Every co-worker I've told this too has nearly split their sides laughing and I want to know if I'm the only person this happens to, or if my fellow Escapists have had similar, or god help us, even weirder encounters of the human kind?
(I did a search, no matching threads in the past, and I've been dying to type this out but never had the patience until now. Also I wish this were a fabrication, it's certainly absurd enough to raise that accusation, but I swear it's 100% genuine.)
So the first guy walks up to the counter, and starts stammering. Epic stammering.

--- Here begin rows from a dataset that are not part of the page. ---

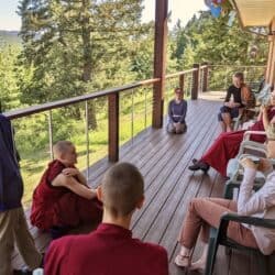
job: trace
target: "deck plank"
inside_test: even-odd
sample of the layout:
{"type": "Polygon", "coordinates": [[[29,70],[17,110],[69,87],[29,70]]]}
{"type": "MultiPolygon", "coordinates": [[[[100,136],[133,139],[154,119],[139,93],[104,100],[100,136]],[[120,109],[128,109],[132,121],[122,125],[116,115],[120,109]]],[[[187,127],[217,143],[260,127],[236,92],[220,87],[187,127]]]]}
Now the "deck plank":
{"type": "MultiPolygon", "coordinates": [[[[133,235],[160,243],[167,250],[172,275],[186,274],[174,264],[174,258],[179,251],[177,235],[189,201],[194,197],[221,197],[223,193],[224,179],[216,170],[210,169],[208,175],[188,170],[191,160],[199,158],[219,134],[219,100],[188,101],[188,130],[185,134],[169,135],[165,129],[150,128],[120,148],[120,161],[135,164],[145,178],[145,204],[133,216],[133,235]]],[[[94,164],[89,168],[90,186],[98,186],[103,173],[111,165],[107,157],[94,164]]],[[[30,211],[26,210],[28,219],[30,211]]],[[[45,251],[50,242],[48,234],[41,233],[31,224],[30,230],[37,248],[45,251]]],[[[195,260],[199,257],[200,251],[201,243],[198,241],[194,251],[195,260]]],[[[13,265],[23,266],[16,251],[13,255],[13,265]]],[[[230,257],[220,249],[215,273],[254,275],[255,272],[252,271],[257,268],[255,265],[255,258],[250,255],[243,255],[242,261],[239,261],[234,253],[230,257]],[[240,271],[242,273],[239,273],[240,271]]],[[[272,262],[271,266],[274,268],[272,262]]]]}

Trying desperately to get his story out he kicks off the lies saying that I had just shifted with two non-existent and conveniently uncharacterized co-workers, and I wasn't here just minutes earlier when they swore they'd give him $20 cash for "this game".
Now let me describe "this game", or as he called it, "dis gyam". It's round. It fits between your pointer finger and thumb. And is completely invisible.
He held out his empty hand as if holding a game between his two fingers, insisting that "g-g-g-guy inna, inna, inna, dis d-d-d-d-d-dis dis guy, d-d-d-d-d-dis guy inna girl, g-guy-g-g-g-g-guyinna g-g-guyinnag-guyinnag-guyinnagi-g-g-guyinnagirl." he forced out, pushing his hand further over the counter toward me insistently. "Guy inna girl! 'Dey-d-'dey-d-d-d-dey guyinnagirl! 'dey-d-d-dey sid-dey sid!-dey-d-dey-dey sid! Twenty dollas!" Finally believing he'd gotten his point across, as his eyes focused on a brick on the wall behind me as if he'd spotted Solid Snake ducking under a packing crate.
Then his friend spoke up in his defense. This friend had a jacket on for the pouring rain whereas his compatriot had none and was soaked from head to toe. "'Dey wuz heee, 'dey sid twenty dollas!" he managed before completely losing focus and staggering toward the PS3 section immediately upon his statement.
By this point the first crackhead had started drooling and staring at the ceiling, his hand still holding the imaginary game. I thought he was going to completely forget where he was and leave my counter so I could tend the next customers who'd formed a line by this point and were quietly snickering to themselves about these two fiends but he made eye contact again and pushed himself toward the counter again, this time finally making his way to the register, probably expecting money to come out by this point.
"So haw much weel ya gimma 'fo eet? C-cu-cuz d-d-da-da gai-da guy innagirl-guyinnagirl, dey-si-dey-dey sid-" and I cut him off there, raising my hand.
"Sir for one, only one person works in this store per day." I started.
He blinked, eyes rolling in different directions as he tries to refocus, "But da guyinnagirl-"
"Second," I said, cutting him off, "This is your first time in the store today. And third," I paused a moment to make sure he was listening, "you're not holding a game in your hand."
It was finally at this point he actually looked at his hand. On reflection I shouldn't have been as flummoxed as I found myself when he said, "Fuck yoo tawkin' 'bout? Tha gyam's raat heeya!" he said, pushing his empty fingers at me. He stumbled as his chest bounced him off the counter and he fell onto his friend. They got into an incoherent argument as they pushed their way out of my now crowded and hysterically laughing store full of customers.
Every co-worker I've told this too has nearly split their sides laughing and I want to know if I'm the only person this happens to, or if my fellow Escapists have had similar, or god help us, even weirder encounters of the human kind?
(I did a search, no matching threads in the past, and I've been dying to type this out but never had the patience until now. Also I wish this were a fabrication, it's certainly absurd enough to raise that accusation, but I swear it's 100% genuine.)